Australia: Ex-HMAS Syney’s last trip
- AMC docks the EX-HMAS Sydney (4.100t displacement) with the help of Self-Propelled Modular Transporters (SPMT) of the TII Group
- Ground clearances as low as 200mm were mastered due to precise electronic steering of the vehicles
On 12th June 2017, Ex-HMAS Sydney was docked at the Western Australian Government owned Australian Marine Complex Common User Facility (AMCCUF) in Henderson, Western Australia. AMC Management, the Facility Manager and Floating Dock Operator, relied on SCHEUERLE Self-Propelled Modular Transporters (SPMT) for this difficult task.

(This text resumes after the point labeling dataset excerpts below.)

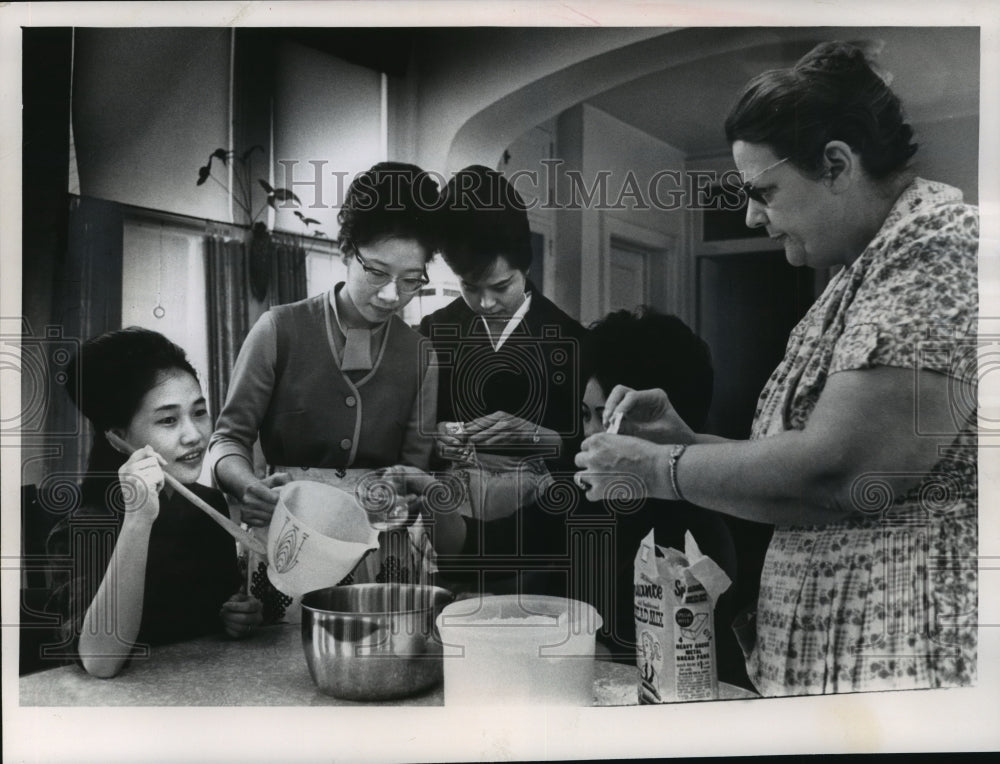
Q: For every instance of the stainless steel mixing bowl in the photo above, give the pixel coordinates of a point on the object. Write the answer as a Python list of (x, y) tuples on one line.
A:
[(373, 641)]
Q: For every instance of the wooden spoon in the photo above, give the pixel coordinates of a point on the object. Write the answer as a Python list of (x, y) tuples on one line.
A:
[(234, 530)]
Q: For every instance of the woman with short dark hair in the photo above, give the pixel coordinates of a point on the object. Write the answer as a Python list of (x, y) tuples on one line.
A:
[(149, 567), (339, 382), (863, 447)]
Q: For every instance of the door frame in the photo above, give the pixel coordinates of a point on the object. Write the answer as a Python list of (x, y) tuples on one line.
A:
[(657, 244)]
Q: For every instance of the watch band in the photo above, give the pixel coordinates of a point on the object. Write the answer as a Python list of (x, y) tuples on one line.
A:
[(674, 457)]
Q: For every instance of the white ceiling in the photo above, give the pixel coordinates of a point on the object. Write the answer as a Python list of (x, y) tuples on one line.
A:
[(935, 73)]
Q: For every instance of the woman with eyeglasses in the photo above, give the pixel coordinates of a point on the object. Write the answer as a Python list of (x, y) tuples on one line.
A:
[(338, 382), (862, 452)]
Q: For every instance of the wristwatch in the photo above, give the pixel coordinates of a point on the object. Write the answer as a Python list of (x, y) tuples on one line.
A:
[(672, 458)]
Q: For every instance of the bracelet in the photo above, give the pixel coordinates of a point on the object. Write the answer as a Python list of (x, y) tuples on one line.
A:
[(674, 457)]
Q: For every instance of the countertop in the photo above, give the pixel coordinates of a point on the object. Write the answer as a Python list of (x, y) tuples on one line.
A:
[(269, 669)]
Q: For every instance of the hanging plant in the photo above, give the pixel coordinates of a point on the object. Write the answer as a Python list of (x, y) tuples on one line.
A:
[(242, 196)]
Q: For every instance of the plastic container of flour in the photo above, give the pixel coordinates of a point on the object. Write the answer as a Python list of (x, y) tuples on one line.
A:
[(518, 650)]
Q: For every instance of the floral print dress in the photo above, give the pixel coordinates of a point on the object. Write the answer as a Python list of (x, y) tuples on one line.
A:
[(888, 599)]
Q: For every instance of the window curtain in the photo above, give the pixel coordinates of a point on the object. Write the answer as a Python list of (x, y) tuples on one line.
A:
[(288, 270), (228, 293)]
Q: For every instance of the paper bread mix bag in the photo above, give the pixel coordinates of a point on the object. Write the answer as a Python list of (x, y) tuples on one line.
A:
[(675, 596)]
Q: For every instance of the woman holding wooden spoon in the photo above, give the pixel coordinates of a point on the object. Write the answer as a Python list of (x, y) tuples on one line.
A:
[(149, 566)]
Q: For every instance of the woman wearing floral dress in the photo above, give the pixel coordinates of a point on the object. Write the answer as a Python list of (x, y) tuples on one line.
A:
[(863, 447)]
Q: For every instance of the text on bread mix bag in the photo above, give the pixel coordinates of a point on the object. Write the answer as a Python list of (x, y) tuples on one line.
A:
[(675, 596)]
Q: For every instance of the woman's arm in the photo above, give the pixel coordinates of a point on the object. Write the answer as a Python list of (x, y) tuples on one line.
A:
[(864, 424), (230, 449), (418, 441), (111, 624)]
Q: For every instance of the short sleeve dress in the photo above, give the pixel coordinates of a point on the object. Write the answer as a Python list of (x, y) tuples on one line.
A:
[(887, 599)]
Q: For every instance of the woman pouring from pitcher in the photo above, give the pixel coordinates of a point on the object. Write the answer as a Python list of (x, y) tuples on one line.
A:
[(337, 385), (862, 452)]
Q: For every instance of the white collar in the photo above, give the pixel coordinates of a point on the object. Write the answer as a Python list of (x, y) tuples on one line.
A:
[(508, 330)]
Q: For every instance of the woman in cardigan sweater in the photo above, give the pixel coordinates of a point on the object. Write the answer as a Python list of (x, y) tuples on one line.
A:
[(338, 382)]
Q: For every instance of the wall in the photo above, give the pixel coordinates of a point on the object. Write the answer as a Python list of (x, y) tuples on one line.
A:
[(459, 73), (949, 152), (327, 111), (149, 106)]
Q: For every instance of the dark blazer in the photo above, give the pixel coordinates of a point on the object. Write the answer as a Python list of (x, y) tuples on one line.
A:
[(534, 375)]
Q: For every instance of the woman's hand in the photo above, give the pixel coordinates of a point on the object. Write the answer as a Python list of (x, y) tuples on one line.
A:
[(259, 499), (501, 428), (141, 478), (647, 414), (240, 613), (622, 468)]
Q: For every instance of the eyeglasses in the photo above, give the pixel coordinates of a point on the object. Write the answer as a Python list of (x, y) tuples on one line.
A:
[(379, 278), (755, 193)]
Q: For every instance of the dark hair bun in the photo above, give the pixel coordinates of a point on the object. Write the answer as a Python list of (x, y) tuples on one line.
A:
[(833, 93), (390, 200)]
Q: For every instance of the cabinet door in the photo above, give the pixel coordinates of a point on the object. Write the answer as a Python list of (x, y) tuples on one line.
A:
[(747, 306)]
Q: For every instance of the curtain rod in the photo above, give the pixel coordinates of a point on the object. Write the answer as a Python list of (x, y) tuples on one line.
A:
[(201, 224)]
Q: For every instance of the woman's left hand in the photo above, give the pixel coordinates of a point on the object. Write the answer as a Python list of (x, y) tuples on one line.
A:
[(622, 463), (240, 613), (501, 428)]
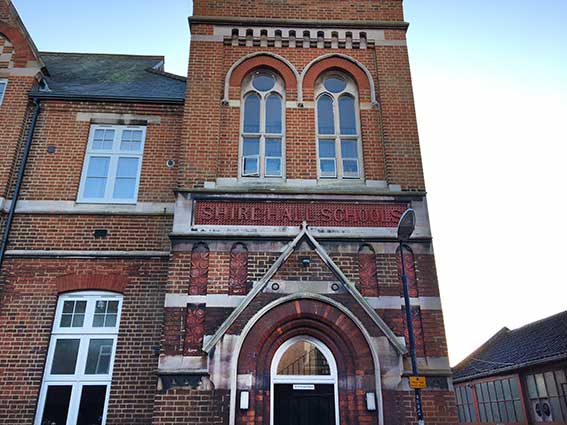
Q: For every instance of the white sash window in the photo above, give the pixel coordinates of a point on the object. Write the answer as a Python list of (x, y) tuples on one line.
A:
[(113, 163), (78, 371)]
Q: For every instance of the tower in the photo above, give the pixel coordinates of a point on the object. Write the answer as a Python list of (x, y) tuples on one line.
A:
[(299, 154)]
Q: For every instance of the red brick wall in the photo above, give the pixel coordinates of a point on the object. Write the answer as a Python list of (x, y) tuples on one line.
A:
[(76, 232), (13, 112), (180, 406), (301, 9), (28, 300)]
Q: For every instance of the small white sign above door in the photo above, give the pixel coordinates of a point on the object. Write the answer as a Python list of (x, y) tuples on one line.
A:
[(304, 387)]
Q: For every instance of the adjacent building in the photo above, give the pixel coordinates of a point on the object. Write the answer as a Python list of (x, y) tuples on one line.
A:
[(219, 248), (517, 377)]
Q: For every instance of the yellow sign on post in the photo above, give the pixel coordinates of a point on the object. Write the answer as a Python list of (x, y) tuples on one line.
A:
[(418, 382)]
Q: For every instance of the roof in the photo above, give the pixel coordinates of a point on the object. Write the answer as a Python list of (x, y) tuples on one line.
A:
[(535, 343), (110, 77)]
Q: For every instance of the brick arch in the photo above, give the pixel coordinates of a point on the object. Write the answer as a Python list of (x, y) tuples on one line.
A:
[(248, 63), (85, 282), (22, 50), (328, 324), (358, 71)]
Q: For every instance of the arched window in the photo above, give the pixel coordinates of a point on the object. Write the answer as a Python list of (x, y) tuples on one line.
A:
[(338, 129), (304, 380), (263, 127)]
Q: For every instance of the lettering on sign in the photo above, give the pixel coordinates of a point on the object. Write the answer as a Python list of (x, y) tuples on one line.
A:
[(329, 214), (418, 382)]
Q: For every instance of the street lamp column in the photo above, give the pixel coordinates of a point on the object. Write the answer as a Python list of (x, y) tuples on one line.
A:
[(406, 227)]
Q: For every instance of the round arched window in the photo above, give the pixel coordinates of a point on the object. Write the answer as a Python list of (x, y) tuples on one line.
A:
[(303, 358), (338, 128), (304, 382), (263, 125)]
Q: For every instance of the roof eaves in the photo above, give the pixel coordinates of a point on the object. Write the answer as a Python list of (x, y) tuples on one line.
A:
[(502, 370), (463, 363), (106, 98), (166, 74)]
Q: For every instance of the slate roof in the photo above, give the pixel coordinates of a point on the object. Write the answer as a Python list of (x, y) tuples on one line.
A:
[(537, 342), (113, 77)]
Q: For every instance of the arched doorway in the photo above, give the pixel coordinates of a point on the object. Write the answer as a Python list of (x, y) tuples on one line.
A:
[(304, 384)]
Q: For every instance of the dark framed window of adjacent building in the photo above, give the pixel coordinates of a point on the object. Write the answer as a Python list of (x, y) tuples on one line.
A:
[(491, 401)]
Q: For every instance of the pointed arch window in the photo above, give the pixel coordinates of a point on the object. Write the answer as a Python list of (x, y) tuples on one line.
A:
[(338, 128), (263, 126)]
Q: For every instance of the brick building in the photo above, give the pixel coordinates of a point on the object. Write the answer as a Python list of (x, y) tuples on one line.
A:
[(517, 377), (221, 248)]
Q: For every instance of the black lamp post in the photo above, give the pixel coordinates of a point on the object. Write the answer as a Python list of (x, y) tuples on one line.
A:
[(406, 226)]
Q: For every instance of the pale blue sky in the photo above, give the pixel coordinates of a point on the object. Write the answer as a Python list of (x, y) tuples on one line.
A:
[(490, 79)]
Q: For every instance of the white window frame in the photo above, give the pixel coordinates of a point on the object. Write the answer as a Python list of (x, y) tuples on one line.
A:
[(3, 86), (248, 89), (85, 334), (352, 91), (331, 379), (114, 154)]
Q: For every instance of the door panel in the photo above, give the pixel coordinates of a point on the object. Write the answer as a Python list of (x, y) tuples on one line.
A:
[(304, 407)]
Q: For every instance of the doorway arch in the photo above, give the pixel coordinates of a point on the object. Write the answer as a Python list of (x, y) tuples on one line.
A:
[(304, 378)]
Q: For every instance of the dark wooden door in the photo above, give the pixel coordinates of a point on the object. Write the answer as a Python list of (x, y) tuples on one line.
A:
[(304, 407)]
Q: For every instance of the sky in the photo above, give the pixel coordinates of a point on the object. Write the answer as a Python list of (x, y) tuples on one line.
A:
[(490, 83)]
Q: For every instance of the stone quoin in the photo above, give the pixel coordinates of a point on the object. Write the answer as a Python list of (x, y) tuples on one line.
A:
[(218, 248)]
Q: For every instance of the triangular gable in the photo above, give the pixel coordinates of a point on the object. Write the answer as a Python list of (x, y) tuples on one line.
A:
[(288, 250)]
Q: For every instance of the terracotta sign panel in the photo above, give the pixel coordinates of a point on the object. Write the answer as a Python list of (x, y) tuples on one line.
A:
[(322, 214)]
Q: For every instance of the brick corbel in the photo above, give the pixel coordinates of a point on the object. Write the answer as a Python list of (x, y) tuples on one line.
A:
[(97, 282)]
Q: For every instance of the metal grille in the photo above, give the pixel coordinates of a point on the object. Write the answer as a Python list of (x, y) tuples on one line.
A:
[(323, 214), (311, 363)]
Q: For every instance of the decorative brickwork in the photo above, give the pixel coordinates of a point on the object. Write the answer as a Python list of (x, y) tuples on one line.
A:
[(367, 271), (86, 282), (199, 270), (325, 323), (194, 328), (174, 330), (238, 270), (409, 264)]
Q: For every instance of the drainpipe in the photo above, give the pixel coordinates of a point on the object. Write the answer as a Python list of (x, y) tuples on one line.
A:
[(21, 173)]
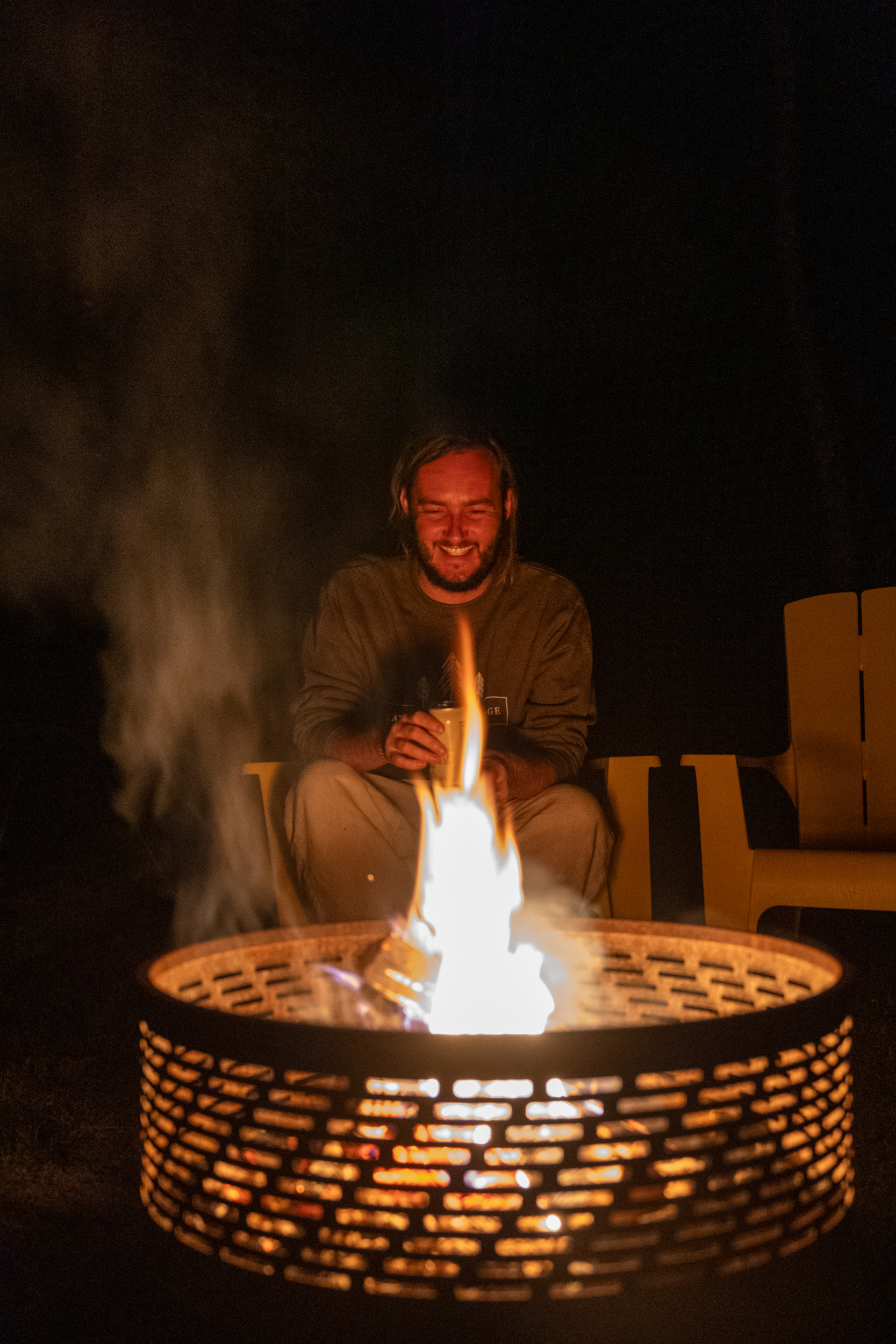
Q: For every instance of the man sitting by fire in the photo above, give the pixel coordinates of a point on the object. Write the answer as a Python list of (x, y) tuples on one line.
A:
[(379, 655)]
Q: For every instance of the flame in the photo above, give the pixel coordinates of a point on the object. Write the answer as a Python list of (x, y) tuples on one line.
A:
[(468, 888)]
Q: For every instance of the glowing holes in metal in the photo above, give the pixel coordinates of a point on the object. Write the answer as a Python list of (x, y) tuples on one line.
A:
[(501, 1181), (562, 1109), (393, 1198), (575, 1199), (493, 1088), (582, 1086), (481, 1200), (484, 1112), (405, 1088)]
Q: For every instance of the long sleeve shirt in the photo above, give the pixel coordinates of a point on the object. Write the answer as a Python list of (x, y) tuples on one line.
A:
[(379, 648)]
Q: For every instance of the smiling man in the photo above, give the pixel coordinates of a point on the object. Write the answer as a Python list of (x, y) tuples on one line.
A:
[(379, 656)]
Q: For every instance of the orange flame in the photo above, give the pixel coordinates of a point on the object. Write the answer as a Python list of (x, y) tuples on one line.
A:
[(468, 888)]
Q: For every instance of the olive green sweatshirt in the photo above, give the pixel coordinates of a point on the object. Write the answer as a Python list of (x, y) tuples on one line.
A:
[(379, 648)]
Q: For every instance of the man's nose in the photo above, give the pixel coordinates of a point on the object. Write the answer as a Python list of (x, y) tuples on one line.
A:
[(454, 528)]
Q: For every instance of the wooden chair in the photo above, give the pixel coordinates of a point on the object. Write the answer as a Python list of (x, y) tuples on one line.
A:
[(629, 877), (741, 883), (840, 772), (275, 783), (840, 768)]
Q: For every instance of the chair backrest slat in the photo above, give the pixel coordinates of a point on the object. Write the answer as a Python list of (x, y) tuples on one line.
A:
[(879, 676), (825, 719)]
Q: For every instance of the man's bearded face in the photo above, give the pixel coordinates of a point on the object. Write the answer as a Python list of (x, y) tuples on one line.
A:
[(460, 523)]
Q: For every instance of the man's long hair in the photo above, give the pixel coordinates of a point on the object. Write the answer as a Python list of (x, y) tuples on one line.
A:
[(420, 453)]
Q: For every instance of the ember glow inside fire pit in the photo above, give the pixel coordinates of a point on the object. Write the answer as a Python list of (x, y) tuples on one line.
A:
[(696, 1123)]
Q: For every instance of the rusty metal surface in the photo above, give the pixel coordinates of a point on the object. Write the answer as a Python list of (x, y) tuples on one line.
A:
[(577, 1164)]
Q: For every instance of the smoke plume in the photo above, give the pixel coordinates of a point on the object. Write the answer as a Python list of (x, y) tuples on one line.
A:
[(132, 484)]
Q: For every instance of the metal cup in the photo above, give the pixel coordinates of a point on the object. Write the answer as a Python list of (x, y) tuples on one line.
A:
[(449, 775)]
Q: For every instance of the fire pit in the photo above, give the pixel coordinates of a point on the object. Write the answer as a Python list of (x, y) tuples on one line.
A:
[(696, 1123)]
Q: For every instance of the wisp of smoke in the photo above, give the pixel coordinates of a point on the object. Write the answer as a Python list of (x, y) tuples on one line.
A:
[(125, 487)]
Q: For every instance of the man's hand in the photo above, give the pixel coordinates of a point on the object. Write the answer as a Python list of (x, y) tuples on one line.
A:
[(413, 742), (496, 772), (516, 777)]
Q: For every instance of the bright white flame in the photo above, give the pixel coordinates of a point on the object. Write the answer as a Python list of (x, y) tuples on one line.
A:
[(469, 885)]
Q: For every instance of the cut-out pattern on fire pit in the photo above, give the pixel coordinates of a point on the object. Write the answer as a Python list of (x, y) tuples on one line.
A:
[(621, 979), (497, 1189)]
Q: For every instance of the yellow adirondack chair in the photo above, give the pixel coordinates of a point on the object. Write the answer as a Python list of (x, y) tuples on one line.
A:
[(289, 905), (741, 883), (840, 768), (629, 877), (840, 772)]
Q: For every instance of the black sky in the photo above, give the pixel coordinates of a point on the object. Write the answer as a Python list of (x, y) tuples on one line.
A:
[(562, 226)]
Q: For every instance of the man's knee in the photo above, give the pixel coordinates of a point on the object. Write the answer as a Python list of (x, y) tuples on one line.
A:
[(572, 810), (315, 791)]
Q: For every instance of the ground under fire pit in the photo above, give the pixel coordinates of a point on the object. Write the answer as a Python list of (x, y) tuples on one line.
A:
[(699, 1125)]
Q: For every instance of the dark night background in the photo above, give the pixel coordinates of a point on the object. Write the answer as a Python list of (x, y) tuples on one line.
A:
[(649, 248)]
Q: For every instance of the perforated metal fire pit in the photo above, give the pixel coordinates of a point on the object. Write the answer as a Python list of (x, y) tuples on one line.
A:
[(700, 1124)]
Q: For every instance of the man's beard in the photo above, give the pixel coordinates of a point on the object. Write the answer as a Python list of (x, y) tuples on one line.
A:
[(488, 561)]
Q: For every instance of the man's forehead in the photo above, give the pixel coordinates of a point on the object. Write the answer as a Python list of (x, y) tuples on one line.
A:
[(470, 474)]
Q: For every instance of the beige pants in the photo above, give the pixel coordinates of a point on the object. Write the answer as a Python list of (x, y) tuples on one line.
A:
[(355, 839)]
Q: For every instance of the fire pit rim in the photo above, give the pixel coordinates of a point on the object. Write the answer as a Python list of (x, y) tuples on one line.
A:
[(671, 1045)]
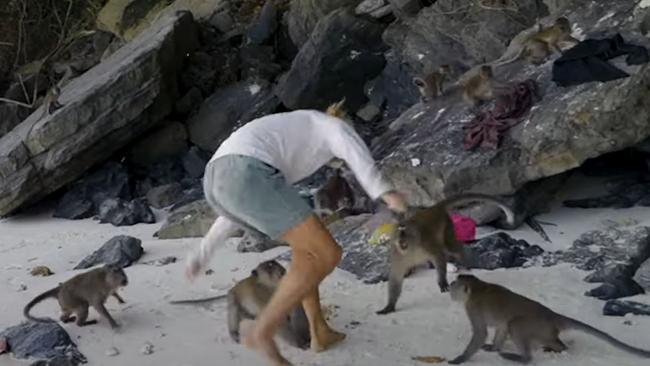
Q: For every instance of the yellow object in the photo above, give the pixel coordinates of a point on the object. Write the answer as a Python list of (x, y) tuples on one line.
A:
[(382, 234)]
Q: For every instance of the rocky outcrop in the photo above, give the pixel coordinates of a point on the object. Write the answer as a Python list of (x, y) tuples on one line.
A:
[(189, 221), (332, 66), (121, 250), (568, 126), (304, 15), (228, 109), (42, 341), (103, 110)]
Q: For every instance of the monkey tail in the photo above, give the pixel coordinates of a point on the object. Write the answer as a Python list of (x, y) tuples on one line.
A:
[(450, 202), (198, 301), (47, 294), (578, 325)]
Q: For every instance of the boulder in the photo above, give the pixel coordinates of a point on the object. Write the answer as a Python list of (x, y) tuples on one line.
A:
[(624, 307), (228, 109), (642, 275), (189, 221), (35, 340), (84, 197), (122, 250), (304, 15), (567, 127), (164, 196), (330, 67), (104, 109), (500, 251), (125, 213), (165, 141)]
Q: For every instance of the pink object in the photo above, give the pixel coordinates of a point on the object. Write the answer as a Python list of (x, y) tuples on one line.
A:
[(464, 227)]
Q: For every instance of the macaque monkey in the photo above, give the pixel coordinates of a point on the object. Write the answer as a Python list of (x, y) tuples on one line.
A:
[(430, 85), (523, 320), (427, 234), (249, 296), (75, 295), (537, 47)]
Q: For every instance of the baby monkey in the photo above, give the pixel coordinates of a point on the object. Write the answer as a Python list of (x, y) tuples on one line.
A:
[(523, 320), (481, 87), (249, 296), (75, 295), (540, 45), (427, 234), (430, 86)]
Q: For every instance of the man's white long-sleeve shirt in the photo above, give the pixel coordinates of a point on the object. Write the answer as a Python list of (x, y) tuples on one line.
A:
[(298, 143)]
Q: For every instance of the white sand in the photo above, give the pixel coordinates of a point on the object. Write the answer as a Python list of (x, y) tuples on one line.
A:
[(427, 322)]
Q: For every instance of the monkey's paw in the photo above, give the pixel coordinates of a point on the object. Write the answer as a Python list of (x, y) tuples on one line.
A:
[(457, 361)]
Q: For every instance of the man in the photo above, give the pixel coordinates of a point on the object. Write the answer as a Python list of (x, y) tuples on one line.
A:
[(249, 181)]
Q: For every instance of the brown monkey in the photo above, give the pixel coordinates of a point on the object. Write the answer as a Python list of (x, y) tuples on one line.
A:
[(249, 296), (481, 87), (430, 86), (75, 295), (427, 234), (518, 317), (540, 45), (334, 195)]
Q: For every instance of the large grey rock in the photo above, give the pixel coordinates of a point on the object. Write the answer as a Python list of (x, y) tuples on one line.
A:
[(303, 16), (104, 109), (227, 109), (343, 53), (642, 275), (165, 195), (122, 250), (42, 341), (119, 212), (188, 221), (567, 127), (167, 140), (84, 197)]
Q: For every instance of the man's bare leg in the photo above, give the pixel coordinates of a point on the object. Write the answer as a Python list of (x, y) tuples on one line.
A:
[(315, 254), (322, 336)]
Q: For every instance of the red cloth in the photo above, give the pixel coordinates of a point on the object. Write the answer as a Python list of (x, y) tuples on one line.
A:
[(510, 108), (464, 227)]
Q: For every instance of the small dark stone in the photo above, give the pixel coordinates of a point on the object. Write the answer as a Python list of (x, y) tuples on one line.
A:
[(623, 307), (265, 25), (47, 341), (500, 251), (610, 273), (194, 162), (121, 250), (164, 196), (124, 213), (616, 288), (83, 198)]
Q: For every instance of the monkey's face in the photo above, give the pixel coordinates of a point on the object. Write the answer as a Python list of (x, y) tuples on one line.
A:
[(269, 272), (459, 291), (115, 276)]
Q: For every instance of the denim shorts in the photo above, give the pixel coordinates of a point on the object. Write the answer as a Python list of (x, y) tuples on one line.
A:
[(254, 195)]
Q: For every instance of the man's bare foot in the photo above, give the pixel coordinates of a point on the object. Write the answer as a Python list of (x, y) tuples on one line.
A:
[(325, 338), (265, 346)]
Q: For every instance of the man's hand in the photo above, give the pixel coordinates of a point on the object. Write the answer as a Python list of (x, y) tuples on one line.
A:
[(395, 201)]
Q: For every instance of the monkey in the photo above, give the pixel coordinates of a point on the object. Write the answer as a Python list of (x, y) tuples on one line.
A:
[(249, 296), (541, 44), (86, 289), (334, 195), (426, 234), (430, 86), (517, 317), (481, 87)]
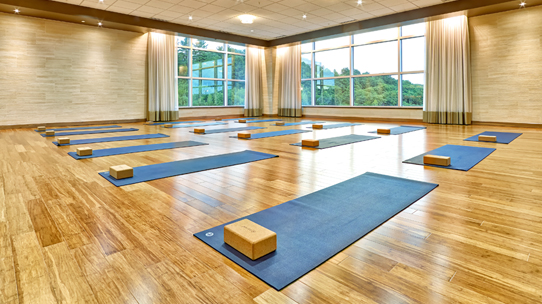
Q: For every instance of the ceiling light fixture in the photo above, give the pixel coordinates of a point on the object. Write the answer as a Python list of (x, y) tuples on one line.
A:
[(247, 19)]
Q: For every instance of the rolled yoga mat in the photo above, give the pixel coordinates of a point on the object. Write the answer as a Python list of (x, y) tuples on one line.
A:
[(313, 228), (462, 157), (229, 130), (90, 132), (109, 139), (80, 128), (273, 134), (163, 170), (502, 137), (136, 149), (339, 141), (172, 123), (199, 125), (402, 130), (333, 126)]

After travelling 959,627 Nautical Miles during 32 years, the Ex-HMAS Sydney with a displacement of 4.100 tons was ready to be replaced in the context of a general fleet makeover by the Australian government .This was no standard docking procedure: The disposal process required the ship to be as close to the ground as possible so the ship was transferred from the floating dock to the hardstand with only 200mm clearance from the bottom of the rudder to the ground.
The sophisticated steering technology of the SCHEUERLE SPMT allows precision-positioning of the heaviest of loads. The individual module transporters can be coupled in any combination, either mechanically or in open compounds. The steering technology guarantees the synchronized control of all module transporters integrated in the coupling mode. Electronic all-wheel steering makes the module transporters extremely maneuverable. This makes them suitable to transport almost any load and provides precision-positioning of ± 2 mm.
Ex-HMAS Sydney was decommissioned from the Royal Australian Navy on 7th November 2015 and had been laid-up in Sydney until 18th May 2017 when she departed for the tow to Henderson where she arrived on 8th June 2017.
A precision job: The vessel was transferred from the floating dock to the hardstand with only 200mm clearance from the bottom of the rudder to the ground.
AMC operates their SCHEUERLE-SPMT with special solid flat tires to ensure maximum tilting stability.